В молчании миновали еще полчаса; лица всадников делались все скучнее и скучнее, а щуплый надзиратель приблизился к Игару вплотную, так что тягостное ощущение глядящей в спину стрелы сделалось почти осязаемым. Овраг сделался заметно уже; Игар в панике понял, что отряд заехал далеко, очень далеко от места пленения Илазы. Карен все чаще оборачивался, и прищуренные глаза его под золотыми космами не обещали проводнику ничего хорошего.

– Я ошибся, – сказал наконец Игар. – Надо в другую сторону.

Карен осадил лошадь, медленно обернулся – и Игар совершенно некстати вообразил его с княгиней в постели. Кто у них верховодит? Она, конечно. А он покоряется, как бревно. И не стыдно после этого командовать отрядом?!

– Ты рискуешь, ворюга, – шепотом сказал Карен.

Всадники откровенно разглядывали Игара – кто любопытно, кто равнодушно, кто с презрением, а кто и со злорадством. Что они знают про этого замордованного парня, скрючившегося в седле, как столетняя старуха? Что он выдал под пыткой Ятеря и Тучку?

…Он не выдавал. Если в беспамятстве – то не считается…

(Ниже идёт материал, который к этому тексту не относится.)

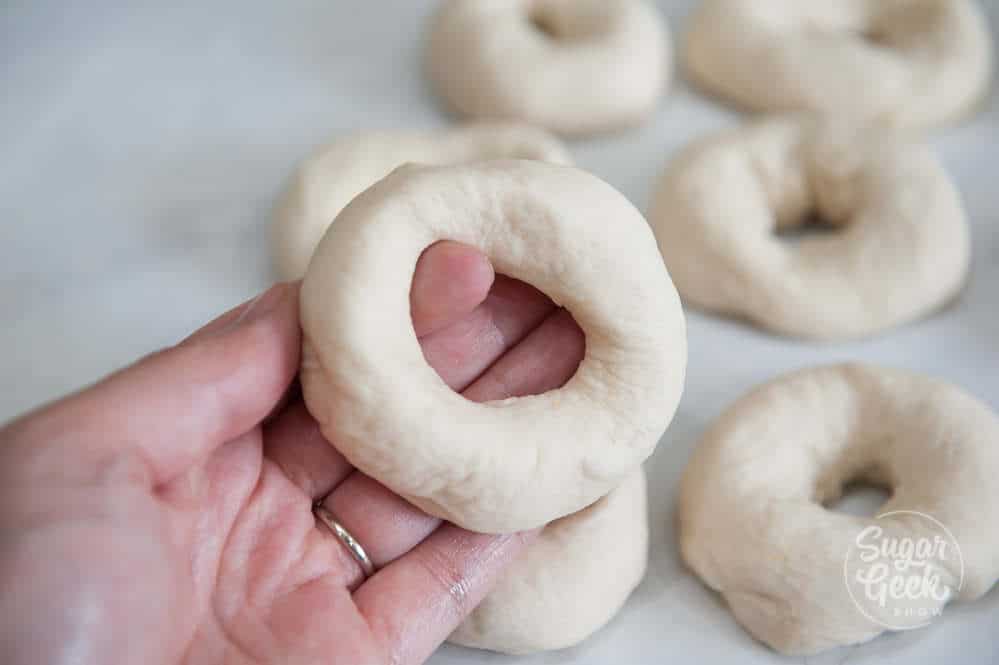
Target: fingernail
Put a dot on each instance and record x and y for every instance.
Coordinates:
(259, 307)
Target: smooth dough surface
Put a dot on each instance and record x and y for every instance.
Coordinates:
(905, 63)
(512, 464)
(339, 171)
(752, 522)
(572, 66)
(573, 580)
(897, 245)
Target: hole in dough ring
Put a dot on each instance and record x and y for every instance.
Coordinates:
(326, 182)
(572, 66)
(574, 578)
(900, 248)
(507, 465)
(752, 523)
(906, 63)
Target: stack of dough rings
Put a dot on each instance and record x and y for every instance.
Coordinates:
(846, 78)
(571, 455)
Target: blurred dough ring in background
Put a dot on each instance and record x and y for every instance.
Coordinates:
(907, 63)
(752, 522)
(512, 464)
(899, 247)
(572, 66)
(326, 182)
(571, 581)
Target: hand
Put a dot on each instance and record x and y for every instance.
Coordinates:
(165, 514)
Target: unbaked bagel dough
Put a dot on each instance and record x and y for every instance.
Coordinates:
(335, 174)
(570, 582)
(751, 517)
(897, 250)
(518, 463)
(906, 63)
(572, 66)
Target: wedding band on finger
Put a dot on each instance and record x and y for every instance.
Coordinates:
(353, 546)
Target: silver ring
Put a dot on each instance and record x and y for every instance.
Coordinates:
(354, 547)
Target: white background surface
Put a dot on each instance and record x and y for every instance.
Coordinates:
(142, 147)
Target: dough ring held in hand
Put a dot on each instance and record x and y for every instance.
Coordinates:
(326, 182)
(896, 246)
(570, 582)
(905, 63)
(572, 66)
(513, 464)
(754, 527)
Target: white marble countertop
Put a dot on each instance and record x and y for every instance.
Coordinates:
(143, 147)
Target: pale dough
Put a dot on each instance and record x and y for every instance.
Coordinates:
(571, 582)
(751, 517)
(336, 173)
(899, 248)
(906, 63)
(518, 463)
(572, 66)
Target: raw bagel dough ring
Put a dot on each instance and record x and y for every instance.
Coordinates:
(570, 582)
(326, 182)
(594, 66)
(906, 63)
(512, 464)
(752, 523)
(900, 246)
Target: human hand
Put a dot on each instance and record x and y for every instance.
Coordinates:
(165, 514)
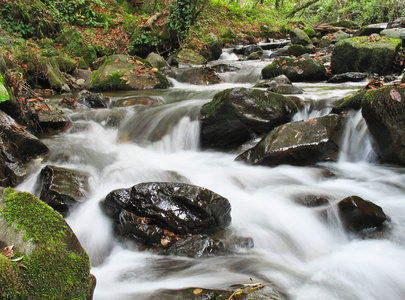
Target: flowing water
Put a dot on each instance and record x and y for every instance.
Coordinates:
(304, 251)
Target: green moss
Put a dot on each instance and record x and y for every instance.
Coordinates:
(57, 267)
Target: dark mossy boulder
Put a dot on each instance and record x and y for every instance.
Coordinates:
(188, 56)
(197, 75)
(298, 50)
(236, 115)
(123, 72)
(299, 36)
(365, 54)
(4, 96)
(17, 148)
(300, 69)
(298, 143)
(56, 265)
(349, 76)
(349, 102)
(73, 42)
(384, 112)
(178, 207)
(358, 214)
(62, 188)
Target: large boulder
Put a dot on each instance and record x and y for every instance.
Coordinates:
(197, 75)
(236, 115)
(123, 72)
(299, 36)
(384, 112)
(53, 264)
(365, 54)
(300, 69)
(62, 188)
(298, 143)
(358, 214)
(178, 207)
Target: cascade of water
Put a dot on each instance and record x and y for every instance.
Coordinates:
(303, 250)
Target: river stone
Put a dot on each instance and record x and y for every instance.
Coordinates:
(299, 143)
(300, 69)
(236, 115)
(358, 214)
(178, 207)
(124, 72)
(365, 54)
(197, 75)
(157, 61)
(349, 76)
(384, 112)
(92, 100)
(299, 36)
(56, 265)
(62, 188)
(188, 56)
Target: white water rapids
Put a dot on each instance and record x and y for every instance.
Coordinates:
(305, 254)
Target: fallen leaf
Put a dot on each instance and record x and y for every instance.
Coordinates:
(395, 95)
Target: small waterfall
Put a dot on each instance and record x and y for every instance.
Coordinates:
(356, 145)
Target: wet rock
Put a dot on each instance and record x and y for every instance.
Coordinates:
(123, 72)
(188, 56)
(365, 54)
(157, 61)
(197, 75)
(62, 188)
(282, 88)
(92, 100)
(52, 253)
(234, 116)
(223, 68)
(196, 246)
(349, 76)
(384, 112)
(302, 69)
(247, 50)
(298, 36)
(298, 143)
(358, 214)
(298, 50)
(177, 207)
(349, 102)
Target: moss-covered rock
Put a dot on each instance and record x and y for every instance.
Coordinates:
(298, 50)
(384, 112)
(4, 96)
(236, 115)
(300, 143)
(123, 72)
(57, 267)
(73, 42)
(365, 54)
(302, 69)
(349, 102)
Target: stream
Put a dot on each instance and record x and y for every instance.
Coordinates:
(303, 253)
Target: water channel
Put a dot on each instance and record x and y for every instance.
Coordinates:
(305, 254)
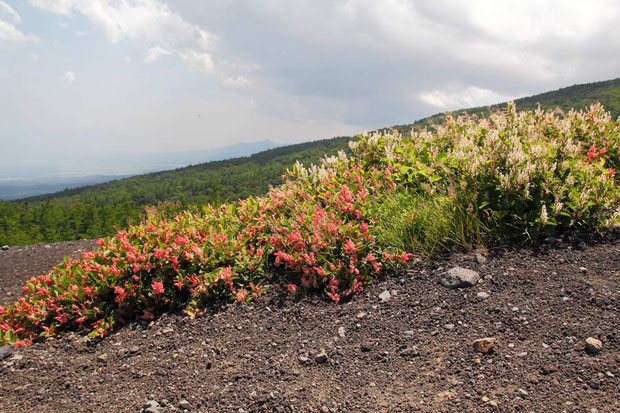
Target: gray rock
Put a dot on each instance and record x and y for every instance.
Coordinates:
(385, 296)
(458, 277)
(5, 351)
(321, 357)
(151, 407)
(593, 345)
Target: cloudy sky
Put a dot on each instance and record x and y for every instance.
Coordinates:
(81, 79)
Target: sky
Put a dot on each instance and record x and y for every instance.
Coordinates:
(82, 81)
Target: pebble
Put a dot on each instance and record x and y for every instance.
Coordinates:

Карен махнул рукой, отправляя отряд по собственным следам. Солнце покинуло зенит; опустив веки, Игар ловил щекой его теплые и красные лучи.

…Как жила Илаза все эти дни? Неужели по-прежнему в липкой паутине?.. А как она жила все эти годы… Мать тиранила прежде всего тех, кого любила – Аду вот затиранила до смерти… Теперь он понимает Илазу, как никогда. И любит ее, как никогда… И спасет. И, может быть, спасенная Илаза уговорит мать… Сомнительно, но все же. Вернувшись в Замок с Илазой, Игар отсрочит встречу с Перчаткой Правды. Не совсем же княгиня рехнулась, не может она не понимать, что узы, которыми связывает Алтарь…

Воодушевленный, он оторвал глаза от стоптанной травы и посмотрел вперед. Прямо над рыжей головой Карена, прямо над гордо вскинутой, уверенной в себе головой – висела, покачиваясь, длинная серая нить.

От Игарова крика дернулись, испуганно захрипели кони и забранились всадники. Непосвященному взгляду сложно было разглядеть полупрозрачную нитку, теряющуюся в путанице ветвей; хмурый Карен долго и презрительно разглядывал возбужденного Игара, потом протянул руку в перчатке и, гадливо морщась, сильно дернул.